The nucleophilic selectivity (Swain-Scott's constant s) of chloroethylene oxide (CEO), an ultimate carcinogenic metabolite of vinyl chloride, was determined to be 0.71 using the 4-( p-nitrobenzyl)pyridine (NBP) assay (Spears method). The molar extinction coefficient of the adduct formed between NBP and CEO was measured; and the second-order rate constants for the reactions of CEO with NBP and with thiosulfate were estimated at three temperatures.
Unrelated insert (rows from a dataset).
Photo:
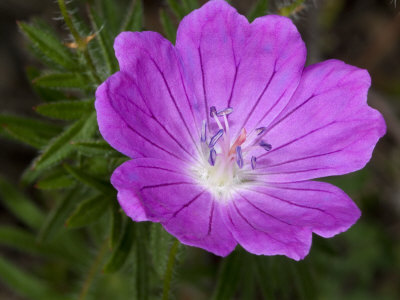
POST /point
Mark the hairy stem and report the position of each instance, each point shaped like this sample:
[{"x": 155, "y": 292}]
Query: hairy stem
[
  {"x": 82, "y": 44},
  {"x": 170, "y": 268},
  {"x": 93, "y": 270}
]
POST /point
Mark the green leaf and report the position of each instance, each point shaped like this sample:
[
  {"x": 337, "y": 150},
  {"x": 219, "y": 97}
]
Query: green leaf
[
  {"x": 121, "y": 253},
  {"x": 63, "y": 81},
  {"x": 57, "y": 180},
  {"x": 229, "y": 276},
  {"x": 291, "y": 9},
  {"x": 49, "y": 45},
  {"x": 160, "y": 244},
  {"x": 46, "y": 94},
  {"x": 65, "y": 110},
  {"x": 25, "y": 284},
  {"x": 259, "y": 9},
  {"x": 24, "y": 135},
  {"x": 89, "y": 180},
  {"x": 26, "y": 242},
  {"x": 95, "y": 148},
  {"x": 177, "y": 8},
  {"x": 190, "y": 5},
  {"x": 56, "y": 219},
  {"x": 19, "y": 205},
  {"x": 89, "y": 211},
  {"x": 116, "y": 225},
  {"x": 134, "y": 18},
  {"x": 104, "y": 40},
  {"x": 111, "y": 15},
  {"x": 142, "y": 261},
  {"x": 43, "y": 128},
  {"x": 27, "y": 130},
  {"x": 60, "y": 147},
  {"x": 168, "y": 26}
]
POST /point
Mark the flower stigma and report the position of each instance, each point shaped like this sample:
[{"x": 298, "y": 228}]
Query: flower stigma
[{"x": 225, "y": 165}]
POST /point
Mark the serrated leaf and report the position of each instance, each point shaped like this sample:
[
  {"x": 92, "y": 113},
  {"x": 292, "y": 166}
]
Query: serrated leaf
[
  {"x": 111, "y": 14},
  {"x": 190, "y": 5},
  {"x": 44, "y": 128},
  {"x": 89, "y": 180},
  {"x": 142, "y": 261},
  {"x": 27, "y": 130},
  {"x": 291, "y": 9},
  {"x": 63, "y": 81},
  {"x": 177, "y": 8},
  {"x": 25, "y": 284},
  {"x": 168, "y": 26},
  {"x": 24, "y": 135},
  {"x": 55, "y": 220},
  {"x": 26, "y": 242},
  {"x": 134, "y": 18},
  {"x": 121, "y": 252},
  {"x": 46, "y": 94},
  {"x": 55, "y": 181},
  {"x": 19, "y": 205},
  {"x": 104, "y": 40},
  {"x": 260, "y": 9},
  {"x": 66, "y": 110},
  {"x": 89, "y": 211},
  {"x": 49, "y": 45},
  {"x": 60, "y": 147},
  {"x": 228, "y": 278},
  {"x": 95, "y": 148}
]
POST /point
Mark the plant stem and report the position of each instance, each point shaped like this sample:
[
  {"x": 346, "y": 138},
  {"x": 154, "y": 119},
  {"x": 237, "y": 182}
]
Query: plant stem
[
  {"x": 82, "y": 44},
  {"x": 93, "y": 270},
  {"x": 170, "y": 267}
]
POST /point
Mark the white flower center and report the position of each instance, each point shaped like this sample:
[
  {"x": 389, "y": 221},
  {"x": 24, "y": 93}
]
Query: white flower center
[{"x": 222, "y": 167}]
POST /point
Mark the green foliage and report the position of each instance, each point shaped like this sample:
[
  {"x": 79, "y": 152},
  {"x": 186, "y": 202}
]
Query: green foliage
[
  {"x": 259, "y": 9},
  {"x": 65, "y": 110},
  {"x": 49, "y": 44},
  {"x": 73, "y": 226},
  {"x": 26, "y": 211}
]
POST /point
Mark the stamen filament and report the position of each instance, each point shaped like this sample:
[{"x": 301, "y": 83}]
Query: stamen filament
[{"x": 215, "y": 138}]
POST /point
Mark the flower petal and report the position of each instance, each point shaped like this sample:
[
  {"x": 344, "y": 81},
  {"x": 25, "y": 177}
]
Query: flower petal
[
  {"x": 253, "y": 68},
  {"x": 279, "y": 219},
  {"x": 167, "y": 195},
  {"x": 326, "y": 129},
  {"x": 146, "y": 110}
]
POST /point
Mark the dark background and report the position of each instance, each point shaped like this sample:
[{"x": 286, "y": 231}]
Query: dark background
[{"x": 365, "y": 33}]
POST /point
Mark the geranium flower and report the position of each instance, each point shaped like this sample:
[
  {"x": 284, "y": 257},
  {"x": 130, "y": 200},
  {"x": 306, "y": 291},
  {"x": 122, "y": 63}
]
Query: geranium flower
[{"x": 227, "y": 128}]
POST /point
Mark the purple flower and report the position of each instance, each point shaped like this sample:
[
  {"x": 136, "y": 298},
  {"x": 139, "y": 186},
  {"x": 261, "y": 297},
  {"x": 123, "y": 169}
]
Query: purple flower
[{"x": 227, "y": 128}]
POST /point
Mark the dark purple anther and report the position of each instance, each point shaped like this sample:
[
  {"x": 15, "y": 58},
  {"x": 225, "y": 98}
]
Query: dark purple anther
[
  {"x": 215, "y": 138},
  {"x": 239, "y": 158},
  {"x": 225, "y": 112},
  {"x": 203, "y": 137},
  {"x": 213, "y": 111},
  {"x": 260, "y": 130},
  {"x": 253, "y": 162},
  {"x": 265, "y": 145},
  {"x": 212, "y": 158}
]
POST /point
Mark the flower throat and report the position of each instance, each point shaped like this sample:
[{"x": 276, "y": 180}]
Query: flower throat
[{"x": 227, "y": 164}]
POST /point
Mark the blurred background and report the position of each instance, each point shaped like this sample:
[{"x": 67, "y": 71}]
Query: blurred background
[{"x": 363, "y": 263}]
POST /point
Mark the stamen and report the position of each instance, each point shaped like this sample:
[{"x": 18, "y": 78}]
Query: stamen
[
  {"x": 215, "y": 138},
  {"x": 225, "y": 112},
  {"x": 213, "y": 111},
  {"x": 203, "y": 132},
  {"x": 265, "y": 145},
  {"x": 239, "y": 158},
  {"x": 260, "y": 130},
  {"x": 253, "y": 162},
  {"x": 213, "y": 156}
]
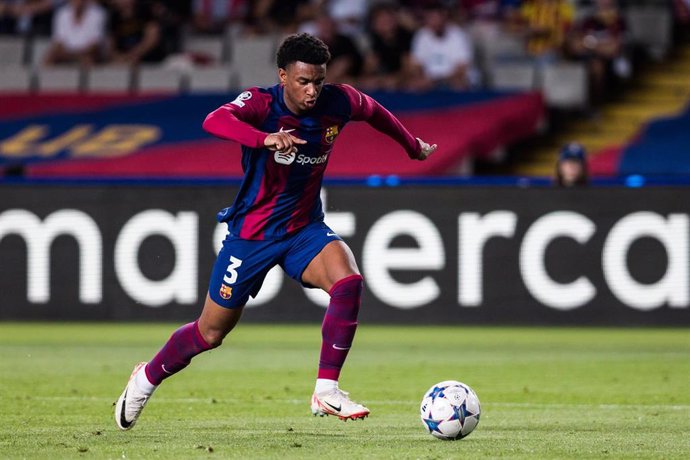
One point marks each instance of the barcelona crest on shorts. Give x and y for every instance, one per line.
x=331, y=132
x=225, y=291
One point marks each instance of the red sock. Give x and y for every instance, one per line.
x=339, y=325
x=184, y=344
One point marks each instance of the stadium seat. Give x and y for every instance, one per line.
x=15, y=78
x=59, y=79
x=205, y=47
x=521, y=76
x=38, y=49
x=650, y=27
x=158, y=79
x=254, y=59
x=210, y=79
x=109, y=78
x=565, y=85
x=12, y=50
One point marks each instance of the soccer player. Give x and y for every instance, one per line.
x=287, y=133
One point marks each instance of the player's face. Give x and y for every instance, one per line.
x=303, y=83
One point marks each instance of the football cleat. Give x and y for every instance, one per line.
x=337, y=402
x=131, y=402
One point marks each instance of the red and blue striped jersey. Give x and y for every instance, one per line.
x=280, y=193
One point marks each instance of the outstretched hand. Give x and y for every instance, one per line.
x=426, y=150
x=283, y=141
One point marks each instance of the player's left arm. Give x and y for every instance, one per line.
x=367, y=109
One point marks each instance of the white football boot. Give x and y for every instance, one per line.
x=131, y=402
x=337, y=402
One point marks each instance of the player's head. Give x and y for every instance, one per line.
x=302, y=60
x=571, y=168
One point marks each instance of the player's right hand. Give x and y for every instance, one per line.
x=425, y=150
x=283, y=141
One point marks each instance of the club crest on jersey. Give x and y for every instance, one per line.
x=239, y=100
x=225, y=291
x=330, y=134
x=284, y=158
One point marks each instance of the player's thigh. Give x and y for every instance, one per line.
x=332, y=262
x=217, y=321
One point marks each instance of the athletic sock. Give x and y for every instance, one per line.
x=184, y=344
x=142, y=381
x=325, y=385
x=339, y=326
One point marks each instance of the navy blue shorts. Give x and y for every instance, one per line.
x=242, y=264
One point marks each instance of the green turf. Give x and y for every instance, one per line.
x=545, y=393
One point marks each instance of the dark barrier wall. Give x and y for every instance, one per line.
x=445, y=255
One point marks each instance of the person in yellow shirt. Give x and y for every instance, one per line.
x=545, y=24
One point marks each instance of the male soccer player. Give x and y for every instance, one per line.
x=287, y=134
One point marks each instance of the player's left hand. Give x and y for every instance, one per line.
x=426, y=150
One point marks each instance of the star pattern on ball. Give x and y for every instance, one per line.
x=437, y=392
x=459, y=413
x=432, y=424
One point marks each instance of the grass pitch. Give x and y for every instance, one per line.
x=545, y=393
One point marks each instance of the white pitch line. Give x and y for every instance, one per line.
x=518, y=405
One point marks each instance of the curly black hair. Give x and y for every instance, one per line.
x=302, y=47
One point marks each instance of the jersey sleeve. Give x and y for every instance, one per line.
x=365, y=108
x=239, y=120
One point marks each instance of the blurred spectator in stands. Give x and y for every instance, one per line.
x=350, y=15
x=134, y=35
x=78, y=34
x=173, y=16
x=681, y=21
x=598, y=40
x=571, y=168
x=544, y=25
x=388, y=60
x=8, y=19
x=214, y=16
x=346, y=62
x=27, y=17
x=441, y=53
x=283, y=16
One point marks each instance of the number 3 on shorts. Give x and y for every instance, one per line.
x=231, y=272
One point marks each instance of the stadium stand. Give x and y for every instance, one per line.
x=211, y=79
x=109, y=78
x=243, y=55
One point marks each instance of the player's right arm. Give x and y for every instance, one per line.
x=238, y=120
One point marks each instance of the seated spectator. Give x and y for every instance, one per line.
x=78, y=34
x=544, y=25
x=441, y=53
x=134, y=34
x=388, y=60
x=284, y=16
x=27, y=17
x=598, y=40
x=213, y=16
x=8, y=17
x=346, y=62
x=571, y=168
x=172, y=15
x=350, y=15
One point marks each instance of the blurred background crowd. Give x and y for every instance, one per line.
x=604, y=69
x=406, y=44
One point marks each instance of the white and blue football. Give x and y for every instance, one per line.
x=450, y=410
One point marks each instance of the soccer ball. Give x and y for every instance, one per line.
x=450, y=410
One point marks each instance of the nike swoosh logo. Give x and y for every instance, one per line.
x=123, y=421
x=337, y=409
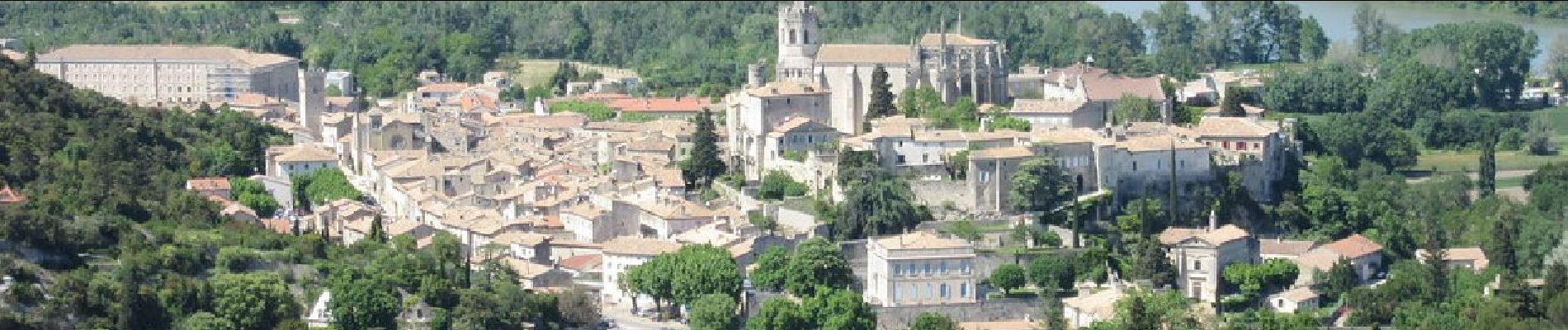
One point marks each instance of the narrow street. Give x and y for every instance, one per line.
x=625, y=319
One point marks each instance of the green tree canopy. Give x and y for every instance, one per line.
x=714, y=312
x=933, y=321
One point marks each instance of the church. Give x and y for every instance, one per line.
x=947, y=61
x=831, y=83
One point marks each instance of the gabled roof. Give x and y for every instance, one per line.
x=582, y=263
x=303, y=152
x=1003, y=152
x=165, y=52
x=1355, y=246
x=921, y=239
x=954, y=40
x=1217, y=237
x=862, y=54
x=1046, y=105
x=639, y=246
x=207, y=183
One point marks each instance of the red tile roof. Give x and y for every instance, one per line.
x=207, y=183
x=1355, y=246
x=281, y=225
x=582, y=262
x=660, y=104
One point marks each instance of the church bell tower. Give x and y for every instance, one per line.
x=799, y=41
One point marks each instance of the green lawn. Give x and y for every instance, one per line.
x=1514, y=160
x=1505, y=160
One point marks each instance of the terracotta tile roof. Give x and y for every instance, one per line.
x=1001, y=326
x=919, y=239
x=1285, y=248
x=207, y=183
x=961, y=136
x=1233, y=127
x=1355, y=246
x=1003, y=152
x=954, y=40
x=668, y=177
x=1158, y=143
x=1460, y=254
x=583, y=210
x=786, y=88
x=1046, y=105
x=281, y=225
x=1101, y=85
x=303, y=152
x=407, y=227
x=549, y=223
x=1068, y=136
x=601, y=96
x=1317, y=260
x=452, y=88
x=582, y=263
x=167, y=54
x=862, y=54
x=660, y=104
x=522, y=238
x=639, y=246
x=1299, y=295
x=1217, y=237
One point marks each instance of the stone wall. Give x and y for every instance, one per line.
x=980, y=312
x=935, y=195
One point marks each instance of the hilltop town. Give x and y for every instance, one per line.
x=925, y=183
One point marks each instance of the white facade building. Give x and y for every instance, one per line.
x=921, y=270
x=172, y=74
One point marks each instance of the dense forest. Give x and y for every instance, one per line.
x=676, y=45
x=111, y=237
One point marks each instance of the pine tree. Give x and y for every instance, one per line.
x=881, y=97
x=1489, y=166
x=703, y=165
x=376, y=232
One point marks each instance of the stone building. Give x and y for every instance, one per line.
x=1202, y=254
x=921, y=268
x=172, y=74
x=949, y=61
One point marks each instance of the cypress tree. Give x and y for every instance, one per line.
x=881, y=97
x=703, y=165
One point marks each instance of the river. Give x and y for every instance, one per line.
x=1336, y=19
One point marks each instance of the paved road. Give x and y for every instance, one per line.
x=627, y=321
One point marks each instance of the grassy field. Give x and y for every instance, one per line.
x=533, y=73
x=1448, y=162
x=1505, y=160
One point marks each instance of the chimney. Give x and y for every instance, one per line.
x=1214, y=221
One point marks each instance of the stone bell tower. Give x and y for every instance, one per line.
x=799, y=41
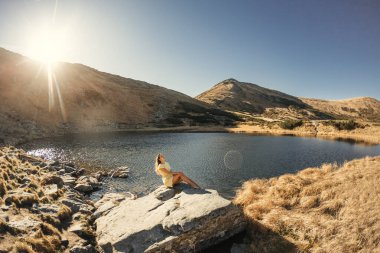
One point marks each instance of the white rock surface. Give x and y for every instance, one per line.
x=189, y=221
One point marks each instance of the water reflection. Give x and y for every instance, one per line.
x=220, y=161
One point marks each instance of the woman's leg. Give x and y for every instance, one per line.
x=180, y=176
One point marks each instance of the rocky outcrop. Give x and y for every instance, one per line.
x=39, y=206
x=167, y=220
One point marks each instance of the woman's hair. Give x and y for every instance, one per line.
x=157, y=162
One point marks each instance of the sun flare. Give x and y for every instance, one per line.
x=48, y=45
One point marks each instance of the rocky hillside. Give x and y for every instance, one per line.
x=249, y=98
x=36, y=102
x=363, y=108
x=40, y=210
x=233, y=95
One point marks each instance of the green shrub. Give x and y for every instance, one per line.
x=290, y=124
x=344, y=125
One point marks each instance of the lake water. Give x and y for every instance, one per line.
x=220, y=161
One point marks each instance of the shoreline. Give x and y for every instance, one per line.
x=369, y=137
x=317, y=209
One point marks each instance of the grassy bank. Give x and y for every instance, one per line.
x=33, y=216
x=326, y=209
x=368, y=133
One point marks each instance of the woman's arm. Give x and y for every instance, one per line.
x=165, y=172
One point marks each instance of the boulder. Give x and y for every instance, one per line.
x=51, y=190
x=83, y=188
x=24, y=224
x=52, y=179
x=69, y=180
x=73, y=204
x=110, y=201
x=191, y=220
x=48, y=208
x=83, y=249
x=88, y=180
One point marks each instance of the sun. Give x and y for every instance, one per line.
x=48, y=45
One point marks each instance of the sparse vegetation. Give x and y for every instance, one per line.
x=328, y=209
x=290, y=124
x=344, y=125
x=22, y=186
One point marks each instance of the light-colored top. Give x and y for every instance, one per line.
x=167, y=178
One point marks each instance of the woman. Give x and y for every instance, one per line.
x=170, y=178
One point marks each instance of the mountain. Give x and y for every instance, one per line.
x=82, y=98
x=233, y=95
x=361, y=108
x=248, y=98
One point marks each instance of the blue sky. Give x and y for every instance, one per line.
x=312, y=48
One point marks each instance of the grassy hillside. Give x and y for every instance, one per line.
x=39, y=213
x=328, y=209
x=82, y=98
x=237, y=96
x=256, y=101
x=364, y=108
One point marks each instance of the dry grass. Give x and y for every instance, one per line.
x=370, y=134
x=20, y=187
x=327, y=209
x=21, y=247
x=64, y=213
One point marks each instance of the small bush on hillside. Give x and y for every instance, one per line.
x=291, y=124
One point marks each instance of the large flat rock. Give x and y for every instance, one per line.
x=190, y=220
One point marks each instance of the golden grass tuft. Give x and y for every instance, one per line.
x=326, y=209
x=64, y=213
x=44, y=244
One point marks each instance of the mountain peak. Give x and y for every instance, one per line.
x=229, y=80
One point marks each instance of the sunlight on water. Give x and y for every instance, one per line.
x=220, y=161
x=233, y=159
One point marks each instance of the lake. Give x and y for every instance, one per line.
x=220, y=161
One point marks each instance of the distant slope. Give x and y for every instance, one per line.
x=242, y=97
x=233, y=95
x=363, y=108
x=249, y=98
x=90, y=100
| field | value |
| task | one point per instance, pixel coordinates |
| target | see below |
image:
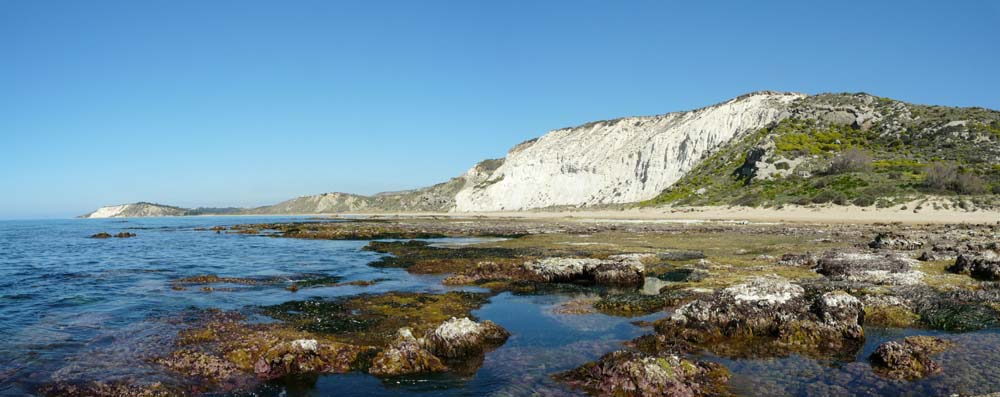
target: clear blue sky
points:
(243, 103)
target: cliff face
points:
(136, 210)
(618, 161)
(690, 158)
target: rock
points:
(305, 356)
(863, 267)
(806, 259)
(405, 356)
(984, 266)
(681, 255)
(462, 338)
(888, 311)
(909, 359)
(616, 270)
(634, 374)
(685, 275)
(737, 320)
(200, 364)
(842, 311)
(108, 389)
(895, 242)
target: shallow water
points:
(76, 308)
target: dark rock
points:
(767, 316)
(806, 259)
(405, 356)
(985, 267)
(305, 356)
(681, 255)
(624, 269)
(909, 359)
(748, 170)
(864, 267)
(461, 338)
(634, 374)
(894, 241)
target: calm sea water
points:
(76, 308)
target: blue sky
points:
(219, 103)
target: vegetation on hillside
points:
(905, 152)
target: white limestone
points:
(620, 161)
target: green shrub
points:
(850, 160)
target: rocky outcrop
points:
(457, 345)
(865, 267)
(462, 338)
(772, 312)
(405, 356)
(303, 356)
(617, 161)
(909, 359)
(984, 266)
(894, 242)
(136, 210)
(624, 269)
(615, 270)
(634, 374)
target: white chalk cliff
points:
(605, 162)
(136, 210)
(619, 161)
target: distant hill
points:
(760, 149)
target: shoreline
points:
(788, 214)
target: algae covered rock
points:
(767, 316)
(909, 359)
(871, 268)
(985, 266)
(894, 241)
(616, 270)
(461, 338)
(109, 389)
(634, 374)
(405, 356)
(303, 356)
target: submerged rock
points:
(461, 338)
(108, 389)
(405, 356)
(635, 374)
(909, 359)
(616, 270)
(894, 241)
(306, 356)
(625, 269)
(766, 316)
(984, 266)
(863, 267)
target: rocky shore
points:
(734, 291)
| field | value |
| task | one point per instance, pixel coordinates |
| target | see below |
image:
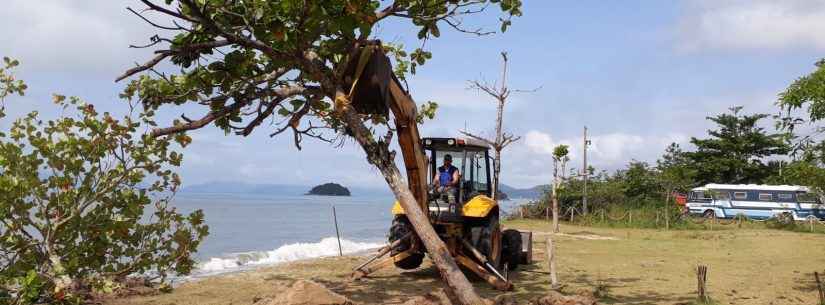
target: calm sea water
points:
(253, 230)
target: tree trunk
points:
(496, 171)
(555, 207)
(379, 155)
(551, 263)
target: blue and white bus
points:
(754, 201)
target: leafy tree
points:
(84, 203)
(808, 93)
(676, 171)
(560, 159)
(736, 151)
(246, 63)
(640, 181)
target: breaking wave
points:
(286, 253)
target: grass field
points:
(633, 266)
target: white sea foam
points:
(286, 253)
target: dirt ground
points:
(632, 266)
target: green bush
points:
(84, 204)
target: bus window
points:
(740, 195)
(806, 198)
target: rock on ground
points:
(306, 293)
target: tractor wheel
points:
(400, 227)
(486, 238)
(511, 248)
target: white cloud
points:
(756, 24)
(529, 161)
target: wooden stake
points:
(811, 221)
(551, 263)
(337, 233)
(701, 282)
(819, 288)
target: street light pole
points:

The disappearance of CEO and the formation of chloroacetaldehyde (CAA) and glycolaldehyde (GCA) were followed in D 2O or a mixture of D 2O/hexadeuterated acetone (acetone- d 6), using Fourier transform proton nuclear magnetic resonance spectroscopy ( 1H-FTNMR). Evidence was obtained that CEO reacts with chloride ions to yield CAA at a rate constant of about 17 M −1 h −1 in D 2O/acetone- d 6 (1 : 1, v/v) at 280 K. Under the same conditions, the first-order rate constant k r for the thermal rearrangement of CEO into CAA was estimated to be approximately 0.41 h −1. These data suggest that the isomerization of CEO may be a minor reaction in physiological saline. These chemical properties of CEO are discussed in relation to the mechanism of vinyl chloride-induced carcinogenesis.